Koop then took his idea to his good friend David Holt who advised him to stop telling people about it and develop it himself. So that’s what he did. He hired internationally acclaimed entrepreneur consultant Jay Abraham of the Abraham Group. Abraham helped Rodney “beta” test his flat rate database idea and forced him to create his first flat rate pricing book —  “The 18 Most Common Heating Repairs,” in December of 2010. Rodney invited the membership of the Service Roundtable to participate in the beta test and 30 members immediately agreed.

This initial beta test ran in eight states.  Abraham advised Koop the test had to be conducted with contractors located in big and little towns, big companies and little companies, and even in companies located in the middle of nowhere.

Koop says, “That first test ran for eight weeks and we found that every participant saw an immediate bump of $200 per ticket. The excitement was incredible.”

In May of 2011 Koop and son Matt wrote a 65-page cooling book. They then conducted a four-week beta test. They required participants to agree to attending a Skype meeting the Friday before the test began and then a face-to-face meeting every Friday to go over results. The end results were the same – the average ticket increased by $200.

Promoting the New Flat Rate Pricing system during Comfortech 2016 in Philadelphia, PA

Promoting the New Flat Rate Pricing system during Comfortech 2016 in Philadelphia, PA

Promoting the New Flat Rate Pricing system during Comfortech 2016 in Philadelphia, PA

Says Koop, “By June 2011 our beta testers were demanding to buy it.  So we began selling it. That’s when the real work began because customers began requesting enhancements and improvements. For the next two years we worked on those changes. We got the wording down, the formulas down, and the algorithms working right. Now The New Flat Rate helps our client base put more than $4 million per week of additional revenue into their pockets.  That’s the thing that I am most proud of — we totally changed the game.”

The NCI Connection

The New Flat Rate became an NCI Preferred Vendor in 2011. According to Rodney Koop, that was the same year that David Holt joined the NCI team as a trainer and coach.

“But my involvement in NCI goes much further back than 2011,” Koop says. “I got involved with NCI when I bought the contracting company and am still a dues-paying member under the Masingill name.”

He joined the organization because of NCI’s professionalism and to learn the Performance-Based Contracting™ methodology that they teach. “Nobody else taught the concept behind the NCI motto, ‘If you don’t measure, you’re just guessing.'”

He adds that it took him a long time to start making money in Performance-Based contracting, but once he got the hang of it, it provided another avenue of sales for the company.

Today Rodney Koop is mostly divested of the HVAC company, which is owned by his eldest son, Dallas. The New Flat Rate stands firmly on its own. Daughter Danielle Putnam co-owns The New Flat Rate with Rodney, and he says she really runs the operational side of the business. Matt Koop is vice president of training and product development.
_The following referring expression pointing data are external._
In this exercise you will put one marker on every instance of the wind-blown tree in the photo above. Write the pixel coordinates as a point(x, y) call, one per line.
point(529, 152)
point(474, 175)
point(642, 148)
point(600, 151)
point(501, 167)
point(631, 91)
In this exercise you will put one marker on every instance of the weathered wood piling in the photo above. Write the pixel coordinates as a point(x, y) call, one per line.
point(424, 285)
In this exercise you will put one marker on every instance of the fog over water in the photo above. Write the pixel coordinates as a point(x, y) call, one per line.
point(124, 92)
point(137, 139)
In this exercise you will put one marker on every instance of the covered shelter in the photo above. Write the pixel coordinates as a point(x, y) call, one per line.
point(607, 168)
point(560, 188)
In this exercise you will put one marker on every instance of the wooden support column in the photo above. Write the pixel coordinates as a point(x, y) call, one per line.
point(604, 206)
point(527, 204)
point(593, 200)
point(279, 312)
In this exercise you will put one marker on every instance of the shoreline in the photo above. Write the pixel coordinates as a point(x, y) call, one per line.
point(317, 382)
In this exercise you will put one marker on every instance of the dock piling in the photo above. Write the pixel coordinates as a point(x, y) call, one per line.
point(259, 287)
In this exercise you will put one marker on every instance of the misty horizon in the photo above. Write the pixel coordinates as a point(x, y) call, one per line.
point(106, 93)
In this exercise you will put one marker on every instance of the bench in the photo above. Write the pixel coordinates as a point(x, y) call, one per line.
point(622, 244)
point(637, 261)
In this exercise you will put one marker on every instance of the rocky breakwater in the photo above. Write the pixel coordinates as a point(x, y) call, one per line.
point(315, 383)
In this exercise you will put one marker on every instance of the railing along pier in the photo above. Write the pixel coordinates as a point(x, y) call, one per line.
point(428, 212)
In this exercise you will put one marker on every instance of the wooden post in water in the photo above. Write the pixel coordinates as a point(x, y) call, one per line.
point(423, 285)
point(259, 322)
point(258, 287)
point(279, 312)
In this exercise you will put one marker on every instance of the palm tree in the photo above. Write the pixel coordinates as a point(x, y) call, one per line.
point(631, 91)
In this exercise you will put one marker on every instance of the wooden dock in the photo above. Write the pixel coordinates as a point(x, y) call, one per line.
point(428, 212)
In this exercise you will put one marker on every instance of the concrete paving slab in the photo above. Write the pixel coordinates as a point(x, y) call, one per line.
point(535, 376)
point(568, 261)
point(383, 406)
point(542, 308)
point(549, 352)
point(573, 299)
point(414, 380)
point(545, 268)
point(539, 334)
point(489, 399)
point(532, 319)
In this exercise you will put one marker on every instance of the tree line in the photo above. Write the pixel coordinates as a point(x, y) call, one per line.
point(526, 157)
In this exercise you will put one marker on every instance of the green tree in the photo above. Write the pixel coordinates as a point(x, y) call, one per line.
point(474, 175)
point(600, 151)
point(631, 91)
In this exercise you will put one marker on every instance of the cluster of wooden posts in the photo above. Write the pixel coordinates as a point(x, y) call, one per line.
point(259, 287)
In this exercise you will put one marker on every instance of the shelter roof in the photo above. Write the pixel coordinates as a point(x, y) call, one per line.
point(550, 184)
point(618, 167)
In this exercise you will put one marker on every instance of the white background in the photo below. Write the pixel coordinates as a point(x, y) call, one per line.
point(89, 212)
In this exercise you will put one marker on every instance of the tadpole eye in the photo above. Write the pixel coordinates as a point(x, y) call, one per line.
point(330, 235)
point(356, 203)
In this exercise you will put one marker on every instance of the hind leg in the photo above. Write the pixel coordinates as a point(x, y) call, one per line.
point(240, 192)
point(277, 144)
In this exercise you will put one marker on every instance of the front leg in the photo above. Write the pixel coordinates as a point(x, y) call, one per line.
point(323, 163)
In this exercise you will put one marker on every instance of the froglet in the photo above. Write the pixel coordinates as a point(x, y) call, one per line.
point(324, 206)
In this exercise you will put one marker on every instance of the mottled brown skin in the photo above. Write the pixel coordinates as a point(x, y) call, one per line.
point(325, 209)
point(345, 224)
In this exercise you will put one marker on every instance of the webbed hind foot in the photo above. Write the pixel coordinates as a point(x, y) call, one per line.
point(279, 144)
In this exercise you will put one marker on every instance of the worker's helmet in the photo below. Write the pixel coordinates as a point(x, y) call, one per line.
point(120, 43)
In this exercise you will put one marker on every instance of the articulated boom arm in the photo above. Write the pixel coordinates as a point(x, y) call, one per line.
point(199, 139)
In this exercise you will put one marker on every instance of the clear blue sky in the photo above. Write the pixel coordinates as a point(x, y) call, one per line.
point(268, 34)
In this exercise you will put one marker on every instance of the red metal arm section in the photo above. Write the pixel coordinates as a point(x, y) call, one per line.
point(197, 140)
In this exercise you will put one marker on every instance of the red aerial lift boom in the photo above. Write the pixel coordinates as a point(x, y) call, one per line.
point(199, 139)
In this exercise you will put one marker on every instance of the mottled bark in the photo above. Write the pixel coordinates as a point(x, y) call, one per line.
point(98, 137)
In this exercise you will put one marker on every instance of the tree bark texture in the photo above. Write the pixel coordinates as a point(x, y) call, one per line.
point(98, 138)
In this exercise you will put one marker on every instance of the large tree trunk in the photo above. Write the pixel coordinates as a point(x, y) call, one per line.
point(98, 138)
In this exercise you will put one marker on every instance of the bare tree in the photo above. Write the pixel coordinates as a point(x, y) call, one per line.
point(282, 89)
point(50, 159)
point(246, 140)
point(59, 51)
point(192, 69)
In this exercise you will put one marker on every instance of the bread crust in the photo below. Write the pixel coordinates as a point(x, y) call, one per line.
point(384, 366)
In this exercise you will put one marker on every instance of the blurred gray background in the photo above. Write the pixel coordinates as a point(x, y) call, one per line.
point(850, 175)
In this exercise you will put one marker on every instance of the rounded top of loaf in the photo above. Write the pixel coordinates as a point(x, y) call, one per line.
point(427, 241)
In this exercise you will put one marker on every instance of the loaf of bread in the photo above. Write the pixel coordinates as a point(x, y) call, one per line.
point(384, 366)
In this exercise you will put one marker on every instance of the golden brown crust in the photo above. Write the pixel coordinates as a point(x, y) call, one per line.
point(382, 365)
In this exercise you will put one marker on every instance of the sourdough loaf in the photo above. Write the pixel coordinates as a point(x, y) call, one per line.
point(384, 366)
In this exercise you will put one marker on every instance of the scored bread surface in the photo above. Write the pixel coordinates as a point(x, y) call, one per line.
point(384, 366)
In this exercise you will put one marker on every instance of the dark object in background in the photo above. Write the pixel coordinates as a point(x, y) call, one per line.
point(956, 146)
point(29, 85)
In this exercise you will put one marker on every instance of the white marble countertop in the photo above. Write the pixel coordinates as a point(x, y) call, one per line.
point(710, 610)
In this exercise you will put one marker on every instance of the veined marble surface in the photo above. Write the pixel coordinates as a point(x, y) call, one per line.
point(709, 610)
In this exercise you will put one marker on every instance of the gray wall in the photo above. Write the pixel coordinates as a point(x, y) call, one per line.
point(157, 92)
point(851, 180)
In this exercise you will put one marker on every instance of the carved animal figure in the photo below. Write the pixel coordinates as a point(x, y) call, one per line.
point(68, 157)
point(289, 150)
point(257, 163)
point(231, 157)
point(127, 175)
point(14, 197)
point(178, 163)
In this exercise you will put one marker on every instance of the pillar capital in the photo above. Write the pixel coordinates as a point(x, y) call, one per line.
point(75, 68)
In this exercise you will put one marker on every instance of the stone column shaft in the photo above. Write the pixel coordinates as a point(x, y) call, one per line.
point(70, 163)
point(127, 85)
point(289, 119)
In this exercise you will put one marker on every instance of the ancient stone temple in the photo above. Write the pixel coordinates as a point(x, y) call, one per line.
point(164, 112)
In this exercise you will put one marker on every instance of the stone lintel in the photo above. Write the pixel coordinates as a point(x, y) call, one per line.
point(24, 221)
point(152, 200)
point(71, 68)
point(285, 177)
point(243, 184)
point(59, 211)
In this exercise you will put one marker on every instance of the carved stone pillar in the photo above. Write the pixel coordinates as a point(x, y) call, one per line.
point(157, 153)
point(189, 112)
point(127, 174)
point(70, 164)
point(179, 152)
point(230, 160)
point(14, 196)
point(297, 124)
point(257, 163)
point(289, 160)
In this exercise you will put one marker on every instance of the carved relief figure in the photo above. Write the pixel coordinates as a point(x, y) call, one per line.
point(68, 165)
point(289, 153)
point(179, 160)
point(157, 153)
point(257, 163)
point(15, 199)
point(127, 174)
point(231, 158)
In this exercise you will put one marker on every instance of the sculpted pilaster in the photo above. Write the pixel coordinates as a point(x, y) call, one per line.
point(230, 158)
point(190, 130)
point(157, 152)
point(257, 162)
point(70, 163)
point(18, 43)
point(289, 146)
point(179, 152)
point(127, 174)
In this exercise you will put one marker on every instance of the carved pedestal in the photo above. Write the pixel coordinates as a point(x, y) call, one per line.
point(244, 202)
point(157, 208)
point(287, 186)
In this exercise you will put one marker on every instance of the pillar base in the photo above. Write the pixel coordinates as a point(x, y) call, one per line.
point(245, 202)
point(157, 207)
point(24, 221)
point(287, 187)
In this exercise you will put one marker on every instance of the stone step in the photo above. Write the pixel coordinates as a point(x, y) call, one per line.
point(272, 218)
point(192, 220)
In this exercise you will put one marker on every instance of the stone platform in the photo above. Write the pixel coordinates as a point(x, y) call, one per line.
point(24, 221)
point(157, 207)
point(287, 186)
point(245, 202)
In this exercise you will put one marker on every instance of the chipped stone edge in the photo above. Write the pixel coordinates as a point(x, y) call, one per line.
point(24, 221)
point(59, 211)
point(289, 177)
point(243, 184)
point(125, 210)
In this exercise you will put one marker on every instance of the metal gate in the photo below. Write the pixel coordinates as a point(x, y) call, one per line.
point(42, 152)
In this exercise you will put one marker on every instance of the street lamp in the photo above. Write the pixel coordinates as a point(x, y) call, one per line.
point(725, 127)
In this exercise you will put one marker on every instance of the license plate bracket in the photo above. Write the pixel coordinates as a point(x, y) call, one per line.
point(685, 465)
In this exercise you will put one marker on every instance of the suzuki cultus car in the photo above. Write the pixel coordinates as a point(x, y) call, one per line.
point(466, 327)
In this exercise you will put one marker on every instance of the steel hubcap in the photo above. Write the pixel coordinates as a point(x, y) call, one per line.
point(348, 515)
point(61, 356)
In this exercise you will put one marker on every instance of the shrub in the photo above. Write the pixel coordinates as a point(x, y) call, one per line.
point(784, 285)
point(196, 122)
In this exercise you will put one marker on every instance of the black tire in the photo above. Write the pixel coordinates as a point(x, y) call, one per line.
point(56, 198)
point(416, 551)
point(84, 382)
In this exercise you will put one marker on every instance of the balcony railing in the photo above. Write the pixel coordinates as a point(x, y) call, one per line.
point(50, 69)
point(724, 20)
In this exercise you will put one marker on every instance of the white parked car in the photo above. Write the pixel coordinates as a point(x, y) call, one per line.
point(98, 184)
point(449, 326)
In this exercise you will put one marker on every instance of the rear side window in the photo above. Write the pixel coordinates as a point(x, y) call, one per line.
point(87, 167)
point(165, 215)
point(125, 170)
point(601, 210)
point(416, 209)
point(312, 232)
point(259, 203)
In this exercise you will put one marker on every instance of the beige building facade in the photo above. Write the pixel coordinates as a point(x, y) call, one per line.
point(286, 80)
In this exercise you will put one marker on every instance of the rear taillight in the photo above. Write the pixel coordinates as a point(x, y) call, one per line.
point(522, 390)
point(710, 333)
As a vendor partner, NCI members participating in TIPP and who buy from The New Flat Rate earn a 4.5% training incentives on the purchase price in NCI Bucks.

Koop says, “In all things, the lessons I’ve learned revolve around the importance of cash, cash flow, and getting paid what you are worth. In business you have to have an engine that creates cash, and marketing.  That means you have to charge what your products and services are worth. That brings in the cash. Once you have that, you can then build a business plan for your legacy.  But you cannot succeed until you can create an engine of cash and a successful marketing program.”